UPDATE 2-China car sales skid in May as economy slows


(Adds analyst comments, details)

By Ben Blanchard

SHANGHAI, June 15 (Reuters) - Car sales in China skidded 19.4 percent in May from April, the second straight monthly decline, as efforts to apply the brakes to a racing economy and restrict easy auto loans kept potential buyers at bay.

Investors and economists have been watching the fast-growing auto industry for signs that Beijing's recent steps to cool overheating sectors of the economy were taking effect.

But for market leaders such as Volkswagen AG and General Motors Corp the slide is a worrying sign that a production boom is outpacing demand.

A total of 177,500 cars rolled out of showrooms last month, down from 220,100 in April, the China Association of Automobile Manufacturers said on Tuesday. Sales in April had already slipped 2.7 percent from March.

"The main reason (for the fall) is because there's been a tightening of credit, of auto loans," said Christopher Lee of Standard & Poor's Asian Equity Research. "Most consumers are taking a wait-and-see attitude toward buying cars."

Speculation of a 20 percent dive in May sales drove Hong Kong-listed auto stocks such as Denway Motors Ltd and Brilliance China Automotive sharply lower last week. Brilliance was down five percent on Tuesday afternoon and Denway was down three percent, underperforming the market's slight fall.

Sales were still up 21 percent versus May 2003. But growth is trending lower following a 38.2 percent rise in April from a year ago, and a 76.8 percent rise in February.

Car sales tend to slow in May because of the week-long Labour Day break, but the fall was bigger than in previous years.

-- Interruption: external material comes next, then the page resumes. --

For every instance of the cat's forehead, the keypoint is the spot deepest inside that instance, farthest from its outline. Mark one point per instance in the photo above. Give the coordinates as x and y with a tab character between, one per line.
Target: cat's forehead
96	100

In 2003, May sales slipped six percent from April -- a smaller fall partly because Chinese bought cars to get away from public transport during last year's SARS outbreak.

May 2004 sales also fell short of the 215,100 cars produced in the same month by 37,600 automobiles -- nearly double April's shortfall -- indicating inventories piled up.

The State Statistical Bureau said on Monday that manufacturers and distributors had about 103,000 unsold cars at the end of April, equivalent to about 16 days output.

That bodes ill for foreign car makers, which are spending $13 billion to triple annual capacity to some six million units by the end of the decade.

Analysts have warned of a glut and price war.

"Because of the effect of the long Labour Day holidays, production and sales fell markedly from April," the industry body said on its Web site (www.auto-stats.org.cn).

But it added: "Production is still growing quite fast."


Market leaders Volkswagen and GM are between them planning to more than double capacity to some three million units by 2008, but say they are unworried by decelerating sales growth. They say China's growth would still outpace mature markets such as the United States.

"Judging from what we know now, the next couple of months sales are probably going to be down," said Lee. "If I took a 12-month view, I think maybe you'd see car sales picking up at the end of the year."

That could mean sales in 2004 growing 20 percent from 2003, he said, well below the 80 percent and 50 percent growth seen in the past two years, respectively.

Just over two million cars were sold in China last year as a decade of strong economic growth put cash in the pockets of Chinese starved of consumables.

In the first five months of 2004, 964,700 cars were sold, up 37.7 percent from the same period of 2003.

Beijing is now restricting the amount of auto loans that commercial banks can offer, part of measures to douse an economy that grew 9.8 percent in the year through the first quarter.

Some 20 percent of sales are financed in China, compared to about 90 percent in the West.

In a sign the economy may be coming in for a gentle landing rather than a crash, industrial output rose a weaker-than-expected 17.5 percent in the year through May, the slowest annual pace in seven months.